The Bundesbank statistics are based on total net fund assets worth 166 billion euros. The net fund assets of the institutional real estate funds that INTREAL administrates in its Partner Funds division have a combined value of 22.2 billion euros, implying a share of about 13.4 percent of the overall market. In sum, c. 711 million euros were paid out to the institutional investors of the INTREAL funds in 2022 alone, compared to 824 million euros in 2021.

Michael Schneider, Managing Director at INTREAL, commented: “We are glad to see that our funds and fund partners did so well. My explanation for the outperformance is mainly that we and our fund partners focus on our respective core competencies, and that our fund partners increasingly concentrated on asset classes that did better than the market average during the observation period. Cases in point include the asset classes logistics, residential and food-anchored retail. On top of that, it is quite evident that our active managers and proven specialists are particularly capable of generating extra performance and dividend values for their investors. For institutional investors, the cash-on-cash return is a decisive criterion because many players in this group are in turn subject to periodic payment obligations, e. g. on account of pension entitlements or benefit commitments under insurance contracts.”

The quoted net cash-on-cash returns still mirror the low interest rate environment of the past ten years, and strongly so. With a view to the future, Schneider said: “Going forward, real estate funds will have to earn even higher returns because the interest paid on competing investments, such as fixed income, has gone up. Such a ‘yield premium,’ also called illiquidity premium, is meant to make up for the fact that real estate is less liquid than listed bonds, for instance. I have every expectation that the funds will manage to do so. Many of the properties administrated by us report significant rent increases while acquisitions are becoming more affordable again.”

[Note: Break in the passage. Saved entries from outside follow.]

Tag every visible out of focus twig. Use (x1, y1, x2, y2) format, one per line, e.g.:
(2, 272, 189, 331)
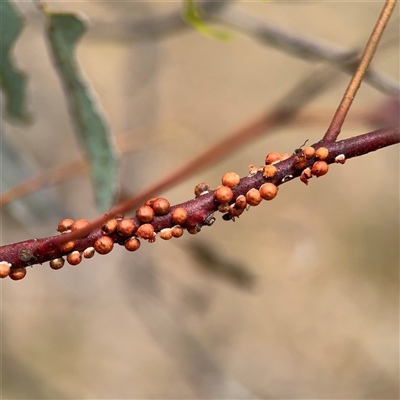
(102, 1, 400, 96)
(323, 0, 397, 141)
(0, 129, 163, 206)
(211, 6, 400, 96)
(93, 3, 399, 96)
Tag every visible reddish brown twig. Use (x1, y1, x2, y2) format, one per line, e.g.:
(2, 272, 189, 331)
(1, 126, 398, 271)
(323, 0, 397, 142)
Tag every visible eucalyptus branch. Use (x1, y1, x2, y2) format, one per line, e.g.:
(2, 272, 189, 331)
(1, 126, 398, 276)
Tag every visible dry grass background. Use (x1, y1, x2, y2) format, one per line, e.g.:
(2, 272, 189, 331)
(1, 1, 399, 398)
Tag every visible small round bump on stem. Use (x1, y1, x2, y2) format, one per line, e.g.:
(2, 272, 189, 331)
(246, 188, 262, 206)
(9, 267, 27, 281)
(136, 224, 155, 240)
(235, 195, 247, 210)
(57, 218, 74, 233)
(71, 219, 90, 232)
(311, 161, 329, 177)
(102, 219, 118, 235)
(335, 154, 346, 164)
(152, 198, 170, 215)
(83, 247, 95, 259)
(214, 186, 233, 204)
(160, 228, 173, 240)
(67, 251, 82, 266)
(265, 152, 281, 164)
(303, 147, 315, 159)
(136, 205, 155, 223)
(194, 182, 210, 197)
(171, 226, 184, 238)
(94, 236, 114, 255)
(187, 226, 200, 235)
(60, 240, 75, 253)
(229, 205, 244, 218)
(263, 165, 277, 178)
(171, 207, 188, 225)
(221, 172, 240, 189)
(259, 183, 278, 200)
(0, 261, 12, 278)
(315, 147, 329, 160)
(117, 219, 136, 236)
(49, 257, 65, 270)
(124, 237, 141, 251)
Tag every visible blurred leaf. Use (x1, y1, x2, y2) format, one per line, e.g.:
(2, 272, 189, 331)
(0, 0, 31, 123)
(0, 125, 68, 232)
(45, 11, 119, 211)
(183, 0, 232, 40)
(188, 241, 256, 290)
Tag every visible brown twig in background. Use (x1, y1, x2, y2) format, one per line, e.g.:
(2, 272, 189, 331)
(0, 130, 165, 207)
(98, 2, 400, 96)
(0, 159, 87, 207)
(213, 6, 399, 96)
(323, 0, 397, 142)
(0, 108, 373, 207)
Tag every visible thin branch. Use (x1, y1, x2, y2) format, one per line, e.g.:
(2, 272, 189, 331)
(323, 0, 398, 142)
(1, 126, 398, 269)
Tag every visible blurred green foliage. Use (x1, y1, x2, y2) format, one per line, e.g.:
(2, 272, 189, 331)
(183, 0, 232, 40)
(0, 0, 31, 123)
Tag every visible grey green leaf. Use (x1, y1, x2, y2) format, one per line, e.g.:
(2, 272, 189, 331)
(45, 11, 119, 211)
(0, 0, 31, 123)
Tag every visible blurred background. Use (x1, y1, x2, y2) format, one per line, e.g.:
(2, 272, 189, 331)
(1, 1, 399, 398)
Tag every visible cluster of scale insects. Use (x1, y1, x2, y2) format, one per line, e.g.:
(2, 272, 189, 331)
(0, 144, 345, 281)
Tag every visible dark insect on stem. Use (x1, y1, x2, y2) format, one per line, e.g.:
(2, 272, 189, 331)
(293, 139, 309, 155)
(292, 139, 310, 169)
(222, 213, 234, 222)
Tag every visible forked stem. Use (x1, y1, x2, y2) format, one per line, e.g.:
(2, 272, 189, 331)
(323, 0, 397, 142)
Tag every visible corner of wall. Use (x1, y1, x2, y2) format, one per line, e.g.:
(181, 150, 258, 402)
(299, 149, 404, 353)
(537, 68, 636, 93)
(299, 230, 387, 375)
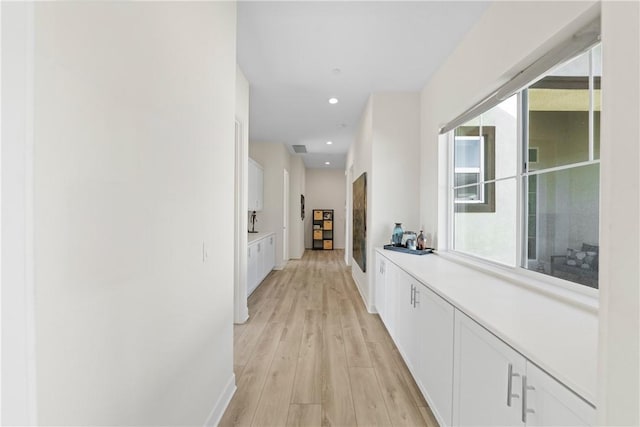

The analysis of the INTREAL funds included all open-ended institutional real estate funds that INTREAL administrates in its Partner Funds division and for whom it acts as AIF management company. As of year-end 2022, these funds owned combined net fund assets worth 22.2 billion euros. The analysis of the industry figures are based on Bundesbank statistics. For this particular assessment, the figures of all open-ended real estate special AIF were examined.